Agile and Lean, born in software in the 2000s, pushed iterative work, adaptive planning, and continuous improvement into other industries. Done well, agile leadership tends to reduce meeting time by around 30% while improving on-time, on-quality delivery.
Smart Phones, Web 2.0, and the Pandemic
Smart phones freed us from our desks while also tying us to them. Some European countries have legislated against employers contacting staff during vacations because the alternative was unsustainable. Web 2.0 fed user-generated content and online communities into the workplace through internal wikis and shared platforms, which help when people can find what they need and overwhelm when they cannot. Shorter messages and faceless threads also produced “keyboard warriors” who substitute candor for care.
COVID-19 forced a rapid shift to remote work and proved that significant transformation is possible quickly when there is no alternative. The return-to-office swing that followed has reframed remote work as a perk rather than the legitimate working model it briefly became. The deeper truth, often missed, is that people who don’t know how to collaborate effectively don’t suddenly learn how once they share a building. Teaming competencies trump geography every time.
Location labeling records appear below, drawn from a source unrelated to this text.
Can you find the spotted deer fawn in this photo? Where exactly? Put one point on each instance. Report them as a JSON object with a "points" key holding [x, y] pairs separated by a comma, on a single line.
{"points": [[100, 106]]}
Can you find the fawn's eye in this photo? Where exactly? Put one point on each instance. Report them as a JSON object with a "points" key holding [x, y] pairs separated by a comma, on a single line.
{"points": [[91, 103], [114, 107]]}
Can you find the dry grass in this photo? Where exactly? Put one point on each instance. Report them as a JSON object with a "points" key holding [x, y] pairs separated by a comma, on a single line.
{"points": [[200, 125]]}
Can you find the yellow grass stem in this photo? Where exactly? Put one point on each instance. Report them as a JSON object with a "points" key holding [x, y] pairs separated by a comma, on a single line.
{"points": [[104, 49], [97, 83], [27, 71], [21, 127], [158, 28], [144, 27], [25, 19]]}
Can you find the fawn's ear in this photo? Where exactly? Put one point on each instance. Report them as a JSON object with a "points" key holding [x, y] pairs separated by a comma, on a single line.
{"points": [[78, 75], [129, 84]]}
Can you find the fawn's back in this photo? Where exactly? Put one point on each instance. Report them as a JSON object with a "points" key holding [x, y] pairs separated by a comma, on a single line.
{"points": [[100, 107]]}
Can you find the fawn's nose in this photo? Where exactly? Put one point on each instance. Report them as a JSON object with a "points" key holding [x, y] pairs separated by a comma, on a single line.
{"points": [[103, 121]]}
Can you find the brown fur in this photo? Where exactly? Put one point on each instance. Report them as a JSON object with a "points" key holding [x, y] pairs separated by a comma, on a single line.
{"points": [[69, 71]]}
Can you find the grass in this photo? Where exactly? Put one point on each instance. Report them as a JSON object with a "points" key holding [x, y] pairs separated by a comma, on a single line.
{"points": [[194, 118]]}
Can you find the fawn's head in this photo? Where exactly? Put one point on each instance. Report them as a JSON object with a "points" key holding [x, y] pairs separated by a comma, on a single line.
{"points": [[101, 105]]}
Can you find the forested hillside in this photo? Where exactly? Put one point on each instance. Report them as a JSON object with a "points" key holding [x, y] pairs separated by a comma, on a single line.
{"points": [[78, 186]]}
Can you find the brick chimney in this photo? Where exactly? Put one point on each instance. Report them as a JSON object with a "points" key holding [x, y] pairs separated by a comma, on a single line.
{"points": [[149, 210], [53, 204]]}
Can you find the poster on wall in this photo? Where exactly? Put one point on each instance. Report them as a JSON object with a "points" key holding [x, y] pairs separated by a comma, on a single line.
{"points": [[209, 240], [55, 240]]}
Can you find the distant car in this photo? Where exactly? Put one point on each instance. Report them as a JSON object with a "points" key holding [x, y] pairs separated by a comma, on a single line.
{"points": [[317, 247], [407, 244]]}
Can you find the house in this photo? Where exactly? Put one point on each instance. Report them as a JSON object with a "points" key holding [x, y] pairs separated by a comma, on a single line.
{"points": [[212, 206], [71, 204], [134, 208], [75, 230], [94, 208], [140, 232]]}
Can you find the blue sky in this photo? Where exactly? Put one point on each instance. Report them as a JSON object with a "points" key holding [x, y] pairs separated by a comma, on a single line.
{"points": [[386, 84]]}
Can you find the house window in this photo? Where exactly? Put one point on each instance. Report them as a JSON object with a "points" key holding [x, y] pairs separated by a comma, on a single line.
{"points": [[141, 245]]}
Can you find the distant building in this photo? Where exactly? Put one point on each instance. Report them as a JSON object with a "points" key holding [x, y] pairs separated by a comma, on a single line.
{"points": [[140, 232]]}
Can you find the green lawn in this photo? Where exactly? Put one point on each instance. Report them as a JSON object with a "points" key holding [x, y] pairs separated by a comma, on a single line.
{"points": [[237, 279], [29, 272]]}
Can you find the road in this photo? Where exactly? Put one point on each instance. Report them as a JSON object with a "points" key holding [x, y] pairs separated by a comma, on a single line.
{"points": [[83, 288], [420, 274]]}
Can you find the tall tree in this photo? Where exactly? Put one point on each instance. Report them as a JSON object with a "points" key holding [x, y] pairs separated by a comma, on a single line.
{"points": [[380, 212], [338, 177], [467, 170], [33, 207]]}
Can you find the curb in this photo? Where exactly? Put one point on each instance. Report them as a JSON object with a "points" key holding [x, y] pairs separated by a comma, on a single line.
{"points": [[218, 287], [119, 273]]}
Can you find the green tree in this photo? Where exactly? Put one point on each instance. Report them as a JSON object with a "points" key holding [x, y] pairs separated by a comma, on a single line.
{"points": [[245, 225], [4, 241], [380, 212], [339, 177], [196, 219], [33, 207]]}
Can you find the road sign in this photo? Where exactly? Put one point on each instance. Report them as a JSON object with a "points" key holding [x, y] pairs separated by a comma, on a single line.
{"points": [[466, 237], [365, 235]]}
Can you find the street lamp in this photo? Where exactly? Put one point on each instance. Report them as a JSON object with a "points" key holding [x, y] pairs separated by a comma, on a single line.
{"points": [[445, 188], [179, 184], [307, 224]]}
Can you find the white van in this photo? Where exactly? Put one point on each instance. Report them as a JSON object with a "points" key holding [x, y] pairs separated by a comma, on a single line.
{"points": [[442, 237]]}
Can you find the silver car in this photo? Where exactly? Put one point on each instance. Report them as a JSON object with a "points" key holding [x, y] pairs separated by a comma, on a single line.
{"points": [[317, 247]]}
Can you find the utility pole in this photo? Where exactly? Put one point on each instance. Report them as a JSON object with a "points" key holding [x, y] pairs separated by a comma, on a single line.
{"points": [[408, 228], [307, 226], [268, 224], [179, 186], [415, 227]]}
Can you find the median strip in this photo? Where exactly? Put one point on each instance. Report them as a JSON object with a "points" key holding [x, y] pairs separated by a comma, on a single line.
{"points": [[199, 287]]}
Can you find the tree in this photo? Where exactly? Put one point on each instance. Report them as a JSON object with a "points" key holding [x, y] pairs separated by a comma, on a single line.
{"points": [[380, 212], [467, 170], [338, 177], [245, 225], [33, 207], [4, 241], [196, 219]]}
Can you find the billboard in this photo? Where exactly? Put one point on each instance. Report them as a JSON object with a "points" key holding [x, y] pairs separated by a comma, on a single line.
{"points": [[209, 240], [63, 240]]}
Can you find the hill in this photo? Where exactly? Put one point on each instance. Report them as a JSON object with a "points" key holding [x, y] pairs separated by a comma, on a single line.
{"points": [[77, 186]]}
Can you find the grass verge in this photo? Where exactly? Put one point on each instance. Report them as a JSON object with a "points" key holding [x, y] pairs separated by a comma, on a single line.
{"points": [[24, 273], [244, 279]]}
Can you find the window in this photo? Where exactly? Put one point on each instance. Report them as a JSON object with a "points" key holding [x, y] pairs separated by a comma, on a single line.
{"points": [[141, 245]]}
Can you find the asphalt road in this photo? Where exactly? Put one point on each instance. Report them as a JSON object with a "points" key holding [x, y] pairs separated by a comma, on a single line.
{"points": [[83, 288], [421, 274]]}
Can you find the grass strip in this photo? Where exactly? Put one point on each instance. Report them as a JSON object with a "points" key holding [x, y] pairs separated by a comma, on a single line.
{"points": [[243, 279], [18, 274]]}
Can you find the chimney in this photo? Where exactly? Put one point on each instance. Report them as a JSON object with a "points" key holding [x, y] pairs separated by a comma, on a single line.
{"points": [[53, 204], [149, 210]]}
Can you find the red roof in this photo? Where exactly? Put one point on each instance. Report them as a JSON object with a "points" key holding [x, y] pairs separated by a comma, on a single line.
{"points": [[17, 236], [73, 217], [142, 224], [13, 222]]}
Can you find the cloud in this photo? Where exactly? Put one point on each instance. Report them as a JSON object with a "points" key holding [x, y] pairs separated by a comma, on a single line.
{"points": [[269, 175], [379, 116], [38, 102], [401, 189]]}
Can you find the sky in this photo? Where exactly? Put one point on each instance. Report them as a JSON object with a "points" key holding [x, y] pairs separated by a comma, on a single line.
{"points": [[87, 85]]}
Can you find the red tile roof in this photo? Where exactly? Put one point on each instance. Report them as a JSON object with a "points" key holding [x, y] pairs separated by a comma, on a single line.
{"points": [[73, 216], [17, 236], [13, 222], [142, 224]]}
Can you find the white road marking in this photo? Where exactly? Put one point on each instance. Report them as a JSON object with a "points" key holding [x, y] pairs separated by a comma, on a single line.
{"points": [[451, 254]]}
AI, and What Most Teams Still Don’t Do
AI is the current inflection point. Tools like Microsoft Copilot and ChatGPT are reshaping how knowledge work happens, with both upside and risk; the case of US lawyers citing fabricated precedent surfaced by ChatGPT is a useful warning. AI can supercharge teaming if teams are mature enough to use it well, and amplify dysfunction if they are not.
Across all of these inflection points, what teams have rarely done is learn how to learn, unlearn, and relearn together. The highest-performing teams keep returning to the “how” question on a regular cadence so they remain ready for whatever comes next.
What This Means for Leaders
History is a useful diagnostic. Most of the structural defaults we accept were built for a different economy, and most of the teaming habits that limit us were inherited rather than chosen. The leaders pulling ahead are the ones treating how their team works together as a deliberate, ongoing design problem.
The benefits compound beyond results. Stronger teaming improves employee experience, retention, and recruitment. It devolves leadership to the team level so failure stops being an option anyone is willing to accept. It reframes the conversation from work-life balance to genuine thriving, and it turns diversity, including neurodiversity, into a competitive advantage rather than something to manage around. Whatever comes next, the team that has agreed how to work together will get there faster, go further, and enjoy the trip more.